Train and host a computer vision model for tampering detection on Amazon SageMaker: Part 2

In the first part of this three-part series, we presented a solution that demonstrates how you can automate detecting document tampering and fraud at scale using AWS AI and machine learning (ML) services for a mortgage underwriting use case.

In this post, we present an approach to develop a deep learning-based computer vision model to detect and highlight forged images in mortgage underwriting. We provide guidance on building, training, and deploying deep learning networks on Amazon SageMaker.

In Part 3, we demonstrate how to implement the solution on Amazon Fraud Detector.

Solution overview

To meet the objective of detecting document tampering in mortgage underwriting, we employ a computer vision model hosted on SageMaker for our image forgery detection solution. This model receives a testing image as input and generates a likelihood prediction of forgery as its output. The network architecture is as depicted in the following diagram.

Tampering detection model architecture

Image forgery mainly involves four techniques: splicing, copy-move, removal, and enhancement. Depending on the characteristics of the forgery, different clues can be used as the foundation for detection and localization. These clues include JPEG compression artifacts, edge inconsistencies, noise patterns, color consistency, visual similarity, EXIF consistency, and camera model.

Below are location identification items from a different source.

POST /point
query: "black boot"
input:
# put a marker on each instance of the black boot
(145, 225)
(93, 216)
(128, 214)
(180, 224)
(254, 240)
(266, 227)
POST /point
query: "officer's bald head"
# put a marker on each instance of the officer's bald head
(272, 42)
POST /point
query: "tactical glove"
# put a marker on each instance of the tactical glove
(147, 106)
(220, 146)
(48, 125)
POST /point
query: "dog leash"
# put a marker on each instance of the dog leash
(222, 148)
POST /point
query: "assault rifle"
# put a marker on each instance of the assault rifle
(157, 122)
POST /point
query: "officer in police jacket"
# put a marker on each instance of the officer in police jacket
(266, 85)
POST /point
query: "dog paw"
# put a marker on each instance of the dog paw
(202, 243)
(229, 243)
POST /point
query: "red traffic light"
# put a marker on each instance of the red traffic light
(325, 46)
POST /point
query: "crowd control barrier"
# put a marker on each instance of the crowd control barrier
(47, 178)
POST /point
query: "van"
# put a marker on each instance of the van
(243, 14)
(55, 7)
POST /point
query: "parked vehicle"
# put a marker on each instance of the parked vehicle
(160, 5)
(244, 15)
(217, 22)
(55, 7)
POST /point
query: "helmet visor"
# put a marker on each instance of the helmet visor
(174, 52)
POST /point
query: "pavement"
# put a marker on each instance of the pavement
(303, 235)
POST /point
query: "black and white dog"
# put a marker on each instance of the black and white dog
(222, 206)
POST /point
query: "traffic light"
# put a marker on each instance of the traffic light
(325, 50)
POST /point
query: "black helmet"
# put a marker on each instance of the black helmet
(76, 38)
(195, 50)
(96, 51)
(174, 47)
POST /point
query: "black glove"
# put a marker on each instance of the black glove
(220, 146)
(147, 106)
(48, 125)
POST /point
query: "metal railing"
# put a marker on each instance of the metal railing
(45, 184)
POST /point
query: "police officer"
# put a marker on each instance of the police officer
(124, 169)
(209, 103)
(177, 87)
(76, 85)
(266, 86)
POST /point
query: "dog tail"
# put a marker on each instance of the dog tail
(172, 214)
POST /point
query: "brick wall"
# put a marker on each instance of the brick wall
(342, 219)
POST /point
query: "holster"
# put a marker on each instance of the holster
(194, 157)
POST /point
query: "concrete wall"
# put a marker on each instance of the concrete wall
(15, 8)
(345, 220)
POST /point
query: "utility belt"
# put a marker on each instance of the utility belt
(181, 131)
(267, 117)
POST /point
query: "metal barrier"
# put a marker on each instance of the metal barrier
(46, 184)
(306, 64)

Given the expansive realm of image forgery detection, we use the Error Level Analysis (ELA) algorithm as an illustrative method for detecting forgeries. We selected the ELA technique for this post for the following reasons:

It is quicker to implement and can easily catch tampering of images.
It works by analyzing the compression levels of different parts of an image. This allows it to detect inconsistencies that may indicate tampering—for example, if one area was copied and pasted from another image that had been saved at a different compression level.
It is good at detecting more subtle or seamless tampering that may be hard to spot with the naked eye. Even small changes to an image can introduce detectable compression anomalies.
It doesn’t rely on having the original unmodified image for comparison. ELA can identify tampering signs within only the questioned image itself. Other techniques often require the unmodified original to compare against.
It is a lightweight technique that only relies on analyzing compression artifacts in the digital image data. It doesn’t depend on specialized hardware or forensics expertise. This makes ELA accessible as a first-pass analysis tool.
The output ELA image can clearly highlight differences in compression levels, making tampered areas visibly obvious. This allows even a non-expert to recognize signs of possible manipulation.
It works on many image types (such as JPEG, PNG, and GIF) and requires only the image itself to analyze. Other forensic techniques may be more restricted in formats or original image requirements.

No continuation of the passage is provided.